I didn't realize how much I was online until these last few weeks when my absence was noted by conscientious friends, Mom was called, etc. Course I don't want to make anyone worry, but nonetheless it was a cozy feeling to have people looking out for me. Aware of me, even the cyber version of me. I know you're rolling your eyes, but I do have a tendency to think I am forgotten, and to underestimate my friends- not them, but them in my life. I picture myself, when everything is going crappily, crying with the end conclusion (of flooded art buildings, burnt sinks, unhappy endings, wailing: "I don't have anyyyy f-f-f-FFFFFriennndddds!" And Dawn, or Katie, or any of my fabulous loved-ones, exasperated, but kind, reminding me of my own ridiculousness.

Since Durban research I have been traveling with Mollie- another gift I've received from Andrew. We absolutely hit it off from the first moment as I tumbled off that stale buss in East London. Chattering wildly and hyperly as we made our way to the bathroom, she: "ARRGH! I just started my period and don't have my diva cup!" Me: "Ha! Mine's inside me!". With a glee resembling A.D.D. we bought 2 kilos of carrots and yogurt and trundled immediately to the coast, where a peace both friend and sea-related overswept me, and hasn't disappeared since. From then on, we didn't really stop laughing. We laughed as we nearly got stranded there and drank cider and played horrific pool, we laughed as we WOOFED at an organic permaculture farm and dismantled prickly pears and assassinated invasive plant species; as we crashed a farm party (we taught the lady farmers the macarena while the men shyly chugged beer by the fire and gossiped in a middle school parody- apparently we were quite the hit!); We laughed our way down the Wild Coast, as we unstranded ourselves in Umtata, as we perused the National Arts Festival in Grahamstown. We marveled at the sparkly depth and magnitude of the stars on the farm where we stayed.

Being in her constant jolly presence relaxed me in a way I haven't felt for ages, and I promptly responded by absent-mindedly forgetting things everywhere I went, which have since been returned through the kindness of strangers. Because of her easy company I checked out of my "reflective travel mode", and just enjoyed.
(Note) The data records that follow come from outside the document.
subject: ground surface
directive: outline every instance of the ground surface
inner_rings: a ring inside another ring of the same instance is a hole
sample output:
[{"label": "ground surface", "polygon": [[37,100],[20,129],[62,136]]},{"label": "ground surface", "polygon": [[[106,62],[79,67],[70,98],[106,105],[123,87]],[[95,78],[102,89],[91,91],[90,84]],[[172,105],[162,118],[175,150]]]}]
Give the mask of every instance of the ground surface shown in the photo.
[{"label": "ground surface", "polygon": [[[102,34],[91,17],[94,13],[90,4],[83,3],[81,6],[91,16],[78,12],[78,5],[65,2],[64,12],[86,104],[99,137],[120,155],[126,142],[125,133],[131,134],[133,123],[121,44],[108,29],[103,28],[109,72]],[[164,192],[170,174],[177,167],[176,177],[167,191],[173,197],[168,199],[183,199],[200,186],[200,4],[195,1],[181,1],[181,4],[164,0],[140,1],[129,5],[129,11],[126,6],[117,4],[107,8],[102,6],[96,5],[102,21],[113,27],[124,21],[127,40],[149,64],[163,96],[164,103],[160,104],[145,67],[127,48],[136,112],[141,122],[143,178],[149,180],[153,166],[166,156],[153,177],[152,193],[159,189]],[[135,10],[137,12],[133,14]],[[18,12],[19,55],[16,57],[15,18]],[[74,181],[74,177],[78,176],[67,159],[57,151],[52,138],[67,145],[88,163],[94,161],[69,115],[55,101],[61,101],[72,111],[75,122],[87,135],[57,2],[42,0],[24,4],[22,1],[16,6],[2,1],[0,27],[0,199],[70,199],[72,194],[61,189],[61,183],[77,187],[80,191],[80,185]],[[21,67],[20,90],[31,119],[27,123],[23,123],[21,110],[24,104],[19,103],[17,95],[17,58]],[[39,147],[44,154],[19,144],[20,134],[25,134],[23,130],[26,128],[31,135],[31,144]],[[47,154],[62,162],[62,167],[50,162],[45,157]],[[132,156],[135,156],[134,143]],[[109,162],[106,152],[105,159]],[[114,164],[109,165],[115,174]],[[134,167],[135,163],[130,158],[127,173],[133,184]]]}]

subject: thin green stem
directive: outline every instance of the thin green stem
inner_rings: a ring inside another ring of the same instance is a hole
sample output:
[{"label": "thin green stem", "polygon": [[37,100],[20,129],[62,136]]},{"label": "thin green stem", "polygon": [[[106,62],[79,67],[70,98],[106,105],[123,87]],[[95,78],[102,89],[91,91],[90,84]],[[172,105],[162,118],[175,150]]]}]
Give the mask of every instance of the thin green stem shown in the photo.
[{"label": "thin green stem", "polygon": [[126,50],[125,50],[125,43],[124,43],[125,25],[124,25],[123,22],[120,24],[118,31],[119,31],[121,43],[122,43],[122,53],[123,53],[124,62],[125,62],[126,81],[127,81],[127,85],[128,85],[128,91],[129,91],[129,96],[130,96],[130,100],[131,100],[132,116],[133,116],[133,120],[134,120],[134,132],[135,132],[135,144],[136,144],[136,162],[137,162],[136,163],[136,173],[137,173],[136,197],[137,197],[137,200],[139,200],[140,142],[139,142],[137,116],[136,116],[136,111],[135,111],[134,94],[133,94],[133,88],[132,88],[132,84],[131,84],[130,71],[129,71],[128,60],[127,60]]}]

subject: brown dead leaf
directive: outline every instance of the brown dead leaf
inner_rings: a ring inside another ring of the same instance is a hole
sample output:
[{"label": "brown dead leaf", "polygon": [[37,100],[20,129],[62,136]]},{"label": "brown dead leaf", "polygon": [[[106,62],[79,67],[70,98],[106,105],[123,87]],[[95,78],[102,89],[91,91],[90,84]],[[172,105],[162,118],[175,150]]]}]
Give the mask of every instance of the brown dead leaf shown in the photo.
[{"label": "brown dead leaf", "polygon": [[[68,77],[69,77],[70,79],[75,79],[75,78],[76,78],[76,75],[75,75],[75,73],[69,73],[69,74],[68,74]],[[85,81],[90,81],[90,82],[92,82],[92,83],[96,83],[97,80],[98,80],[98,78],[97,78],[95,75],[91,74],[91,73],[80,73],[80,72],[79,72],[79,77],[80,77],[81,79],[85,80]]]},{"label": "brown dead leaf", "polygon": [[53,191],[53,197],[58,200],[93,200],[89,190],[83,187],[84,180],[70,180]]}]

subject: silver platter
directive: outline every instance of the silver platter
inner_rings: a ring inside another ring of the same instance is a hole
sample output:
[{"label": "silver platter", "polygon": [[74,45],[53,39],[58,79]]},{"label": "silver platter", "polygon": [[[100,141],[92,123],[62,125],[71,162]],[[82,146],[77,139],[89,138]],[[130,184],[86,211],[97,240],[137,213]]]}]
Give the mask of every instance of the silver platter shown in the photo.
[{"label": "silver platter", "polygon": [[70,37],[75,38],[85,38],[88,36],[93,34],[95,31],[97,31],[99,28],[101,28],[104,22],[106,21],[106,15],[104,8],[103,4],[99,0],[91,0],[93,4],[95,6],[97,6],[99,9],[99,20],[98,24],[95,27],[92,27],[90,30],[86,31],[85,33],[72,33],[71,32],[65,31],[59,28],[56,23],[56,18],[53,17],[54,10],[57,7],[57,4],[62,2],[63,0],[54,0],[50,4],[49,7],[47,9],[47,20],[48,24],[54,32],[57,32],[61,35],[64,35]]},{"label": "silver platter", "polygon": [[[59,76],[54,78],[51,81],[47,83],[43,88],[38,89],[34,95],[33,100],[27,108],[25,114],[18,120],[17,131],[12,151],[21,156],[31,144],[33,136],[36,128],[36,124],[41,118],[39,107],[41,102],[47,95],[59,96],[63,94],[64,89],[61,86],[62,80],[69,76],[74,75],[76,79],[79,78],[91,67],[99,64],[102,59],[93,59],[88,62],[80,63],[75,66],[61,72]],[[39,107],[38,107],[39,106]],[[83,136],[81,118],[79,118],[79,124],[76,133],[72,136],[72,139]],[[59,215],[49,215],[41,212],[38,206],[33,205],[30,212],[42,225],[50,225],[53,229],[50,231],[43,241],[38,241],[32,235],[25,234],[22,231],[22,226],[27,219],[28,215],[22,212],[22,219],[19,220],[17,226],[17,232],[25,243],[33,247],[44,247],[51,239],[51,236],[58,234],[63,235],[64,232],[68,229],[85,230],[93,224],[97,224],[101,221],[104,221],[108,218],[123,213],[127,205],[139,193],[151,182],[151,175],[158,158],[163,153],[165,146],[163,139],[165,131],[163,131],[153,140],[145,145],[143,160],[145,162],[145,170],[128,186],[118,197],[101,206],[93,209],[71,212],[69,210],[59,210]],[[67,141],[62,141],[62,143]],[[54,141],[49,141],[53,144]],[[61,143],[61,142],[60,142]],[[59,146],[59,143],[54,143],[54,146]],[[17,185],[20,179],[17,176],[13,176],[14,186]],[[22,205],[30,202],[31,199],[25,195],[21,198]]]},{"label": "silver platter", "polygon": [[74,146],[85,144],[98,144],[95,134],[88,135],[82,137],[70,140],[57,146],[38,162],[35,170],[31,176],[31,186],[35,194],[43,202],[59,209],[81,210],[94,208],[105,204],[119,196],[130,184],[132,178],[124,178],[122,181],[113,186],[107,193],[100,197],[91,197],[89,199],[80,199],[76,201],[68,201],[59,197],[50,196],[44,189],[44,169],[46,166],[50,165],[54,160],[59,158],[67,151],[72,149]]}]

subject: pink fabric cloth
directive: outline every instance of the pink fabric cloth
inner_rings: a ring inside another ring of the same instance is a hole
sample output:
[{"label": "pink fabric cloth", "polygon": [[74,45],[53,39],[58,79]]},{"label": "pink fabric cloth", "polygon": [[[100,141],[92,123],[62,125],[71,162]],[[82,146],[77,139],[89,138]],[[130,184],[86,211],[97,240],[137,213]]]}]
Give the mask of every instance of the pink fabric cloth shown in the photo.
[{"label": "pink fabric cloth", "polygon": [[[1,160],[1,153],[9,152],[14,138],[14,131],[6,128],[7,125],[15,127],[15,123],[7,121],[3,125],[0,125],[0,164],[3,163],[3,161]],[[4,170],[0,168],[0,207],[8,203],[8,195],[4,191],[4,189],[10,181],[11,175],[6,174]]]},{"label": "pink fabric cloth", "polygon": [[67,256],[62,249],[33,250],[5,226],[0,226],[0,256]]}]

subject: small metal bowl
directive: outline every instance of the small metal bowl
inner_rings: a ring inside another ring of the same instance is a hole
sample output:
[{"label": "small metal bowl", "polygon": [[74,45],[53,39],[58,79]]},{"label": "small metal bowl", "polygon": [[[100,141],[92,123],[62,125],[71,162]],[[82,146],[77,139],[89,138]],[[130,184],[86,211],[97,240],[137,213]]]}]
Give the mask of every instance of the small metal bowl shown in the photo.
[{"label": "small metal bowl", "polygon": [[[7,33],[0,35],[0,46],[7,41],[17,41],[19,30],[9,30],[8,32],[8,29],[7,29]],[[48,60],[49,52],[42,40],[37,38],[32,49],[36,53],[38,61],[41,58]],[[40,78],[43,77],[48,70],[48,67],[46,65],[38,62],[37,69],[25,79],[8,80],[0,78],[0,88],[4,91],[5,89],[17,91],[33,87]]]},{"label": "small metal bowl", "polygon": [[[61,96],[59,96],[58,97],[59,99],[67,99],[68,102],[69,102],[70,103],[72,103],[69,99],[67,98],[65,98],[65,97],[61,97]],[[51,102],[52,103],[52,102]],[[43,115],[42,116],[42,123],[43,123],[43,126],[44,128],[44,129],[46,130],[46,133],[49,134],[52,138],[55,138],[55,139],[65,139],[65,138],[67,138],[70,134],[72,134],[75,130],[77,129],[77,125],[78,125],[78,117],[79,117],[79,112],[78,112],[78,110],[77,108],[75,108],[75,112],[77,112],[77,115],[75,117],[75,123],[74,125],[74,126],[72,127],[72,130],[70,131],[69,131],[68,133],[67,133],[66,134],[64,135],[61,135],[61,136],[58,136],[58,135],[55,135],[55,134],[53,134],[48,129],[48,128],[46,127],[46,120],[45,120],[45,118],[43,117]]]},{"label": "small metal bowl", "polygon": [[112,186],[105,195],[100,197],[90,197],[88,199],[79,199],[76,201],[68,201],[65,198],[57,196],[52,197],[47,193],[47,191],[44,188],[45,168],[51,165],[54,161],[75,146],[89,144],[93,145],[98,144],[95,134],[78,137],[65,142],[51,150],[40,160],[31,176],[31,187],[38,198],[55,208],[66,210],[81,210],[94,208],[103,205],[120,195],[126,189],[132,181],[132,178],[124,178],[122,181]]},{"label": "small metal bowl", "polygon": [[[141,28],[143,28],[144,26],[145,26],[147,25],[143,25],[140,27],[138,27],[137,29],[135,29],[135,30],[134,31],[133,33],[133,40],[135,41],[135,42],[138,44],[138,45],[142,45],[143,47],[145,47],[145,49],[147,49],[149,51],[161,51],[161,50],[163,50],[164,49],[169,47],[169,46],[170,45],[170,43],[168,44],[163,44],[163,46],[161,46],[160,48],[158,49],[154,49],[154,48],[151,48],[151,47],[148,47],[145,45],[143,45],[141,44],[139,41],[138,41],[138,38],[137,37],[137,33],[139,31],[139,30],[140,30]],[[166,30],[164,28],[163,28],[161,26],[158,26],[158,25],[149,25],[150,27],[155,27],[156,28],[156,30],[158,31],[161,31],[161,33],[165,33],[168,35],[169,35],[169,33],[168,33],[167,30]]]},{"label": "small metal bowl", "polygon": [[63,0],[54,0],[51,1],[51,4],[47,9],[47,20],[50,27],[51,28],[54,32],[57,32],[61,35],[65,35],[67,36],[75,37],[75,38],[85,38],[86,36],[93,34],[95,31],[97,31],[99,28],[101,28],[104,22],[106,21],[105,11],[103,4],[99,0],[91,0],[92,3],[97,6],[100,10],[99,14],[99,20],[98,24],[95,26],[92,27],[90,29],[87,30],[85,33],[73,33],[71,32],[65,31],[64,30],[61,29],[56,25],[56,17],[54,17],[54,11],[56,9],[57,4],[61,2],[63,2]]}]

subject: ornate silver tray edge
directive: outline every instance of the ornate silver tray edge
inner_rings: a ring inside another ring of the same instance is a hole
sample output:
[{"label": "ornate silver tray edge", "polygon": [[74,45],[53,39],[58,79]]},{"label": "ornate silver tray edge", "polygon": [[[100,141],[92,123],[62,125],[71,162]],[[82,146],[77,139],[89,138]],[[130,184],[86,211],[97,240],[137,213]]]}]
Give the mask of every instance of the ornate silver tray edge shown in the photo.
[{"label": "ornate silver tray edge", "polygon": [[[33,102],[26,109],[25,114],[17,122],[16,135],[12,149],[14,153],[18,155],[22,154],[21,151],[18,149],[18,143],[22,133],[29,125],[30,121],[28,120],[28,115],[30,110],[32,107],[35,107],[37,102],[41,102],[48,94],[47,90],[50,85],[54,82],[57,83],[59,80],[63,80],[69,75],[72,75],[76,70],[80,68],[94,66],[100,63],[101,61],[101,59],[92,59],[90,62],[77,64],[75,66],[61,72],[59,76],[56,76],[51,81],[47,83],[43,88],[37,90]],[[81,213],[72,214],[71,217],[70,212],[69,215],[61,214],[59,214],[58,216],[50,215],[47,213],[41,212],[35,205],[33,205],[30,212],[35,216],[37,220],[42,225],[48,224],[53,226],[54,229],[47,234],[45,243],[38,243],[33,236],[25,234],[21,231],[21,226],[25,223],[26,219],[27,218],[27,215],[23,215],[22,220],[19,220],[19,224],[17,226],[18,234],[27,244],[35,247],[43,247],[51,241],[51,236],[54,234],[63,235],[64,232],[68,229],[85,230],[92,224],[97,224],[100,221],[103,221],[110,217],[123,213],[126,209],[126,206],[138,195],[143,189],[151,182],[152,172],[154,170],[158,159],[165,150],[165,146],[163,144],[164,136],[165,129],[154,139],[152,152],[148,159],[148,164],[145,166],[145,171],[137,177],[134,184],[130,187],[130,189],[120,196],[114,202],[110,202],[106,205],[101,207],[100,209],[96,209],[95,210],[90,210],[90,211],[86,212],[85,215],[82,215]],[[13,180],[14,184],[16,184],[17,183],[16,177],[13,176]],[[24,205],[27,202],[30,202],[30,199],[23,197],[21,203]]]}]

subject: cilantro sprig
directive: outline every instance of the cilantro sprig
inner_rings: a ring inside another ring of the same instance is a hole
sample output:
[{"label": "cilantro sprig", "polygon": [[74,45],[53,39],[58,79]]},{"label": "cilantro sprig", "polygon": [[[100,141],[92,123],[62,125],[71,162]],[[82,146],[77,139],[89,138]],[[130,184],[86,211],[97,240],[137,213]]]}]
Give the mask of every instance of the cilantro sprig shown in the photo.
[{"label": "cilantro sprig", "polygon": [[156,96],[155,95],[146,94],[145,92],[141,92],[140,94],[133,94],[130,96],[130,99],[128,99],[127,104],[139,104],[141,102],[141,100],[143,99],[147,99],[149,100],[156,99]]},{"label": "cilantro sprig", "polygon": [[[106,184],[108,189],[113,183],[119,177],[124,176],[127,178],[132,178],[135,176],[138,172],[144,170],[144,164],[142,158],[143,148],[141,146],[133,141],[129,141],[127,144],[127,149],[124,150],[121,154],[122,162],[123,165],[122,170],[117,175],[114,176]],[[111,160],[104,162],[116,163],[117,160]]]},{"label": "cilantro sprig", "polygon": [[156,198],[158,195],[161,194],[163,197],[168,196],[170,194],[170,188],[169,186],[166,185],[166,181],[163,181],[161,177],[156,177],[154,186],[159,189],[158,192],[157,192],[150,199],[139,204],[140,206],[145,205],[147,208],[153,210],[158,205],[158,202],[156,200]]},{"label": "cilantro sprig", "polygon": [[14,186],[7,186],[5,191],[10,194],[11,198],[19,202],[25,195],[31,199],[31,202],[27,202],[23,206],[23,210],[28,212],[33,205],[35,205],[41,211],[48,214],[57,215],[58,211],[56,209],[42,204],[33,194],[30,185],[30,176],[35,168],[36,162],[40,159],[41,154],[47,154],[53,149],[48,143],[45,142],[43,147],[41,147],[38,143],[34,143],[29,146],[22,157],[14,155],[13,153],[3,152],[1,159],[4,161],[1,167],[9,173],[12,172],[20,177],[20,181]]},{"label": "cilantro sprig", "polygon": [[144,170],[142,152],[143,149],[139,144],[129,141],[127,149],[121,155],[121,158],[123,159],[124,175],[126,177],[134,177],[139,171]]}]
Sharing details, decisions, and company- processing verbally and being entirely myself... We were bad at shutting up to sleep; I read maybe twenty pages during the time we were together. She helped me with my Americorps app (I got an interview!), and even de-boned chicken for a Mexican feast we prepared for a VM focus group with Rhodes Univ. Students.

Rainy day

Don't ask me why, but the rain in Bulungula smells like Michigan air. Which means o me it smells of nostalgia, innocence, magic summers and sadness I'm not old enough for. Too many mothballs of grief for comprehension.

Mollie and I got up for a rain splashed sunrise, from which the sun was as sluggish to emerge as we were to wake. Walking the fluctuating waterline in the liquid dawn, I kept hearing slapping footfalls running up behind me. Whether they were really leaves, paranoia, or ghosts I know not. But I wasn't scared.

It reminded me of other early morning beach walks, it reminded me of reminding myself of my mother. That moment in the D.R., with my toes the first to touch that Caribbean morning foam, and jotsom and ... flotsom? (How does it go?) I was maybe beginning to grow up, because the similarities between my mother and I were comforting, were a dose of her, as opposed to the stereotypical teenage grimace at any familiar resemblance.

I am sitting here in the eco-lodge, fresh solar made Xosa bread and veggie sausage brekky on the way. Mosaics and murals and drift wood chandeliers are above me. It is a rainy day, a rained in day, a day of rain, and the sea is visible just outside the dripping and salty window. There is local jazz playing, and this morning, everyone is slow to wake. We have bi passed the paraffin-powered showers in deference to the water shortage and our own cozy laziness. Need I say more? I am happy.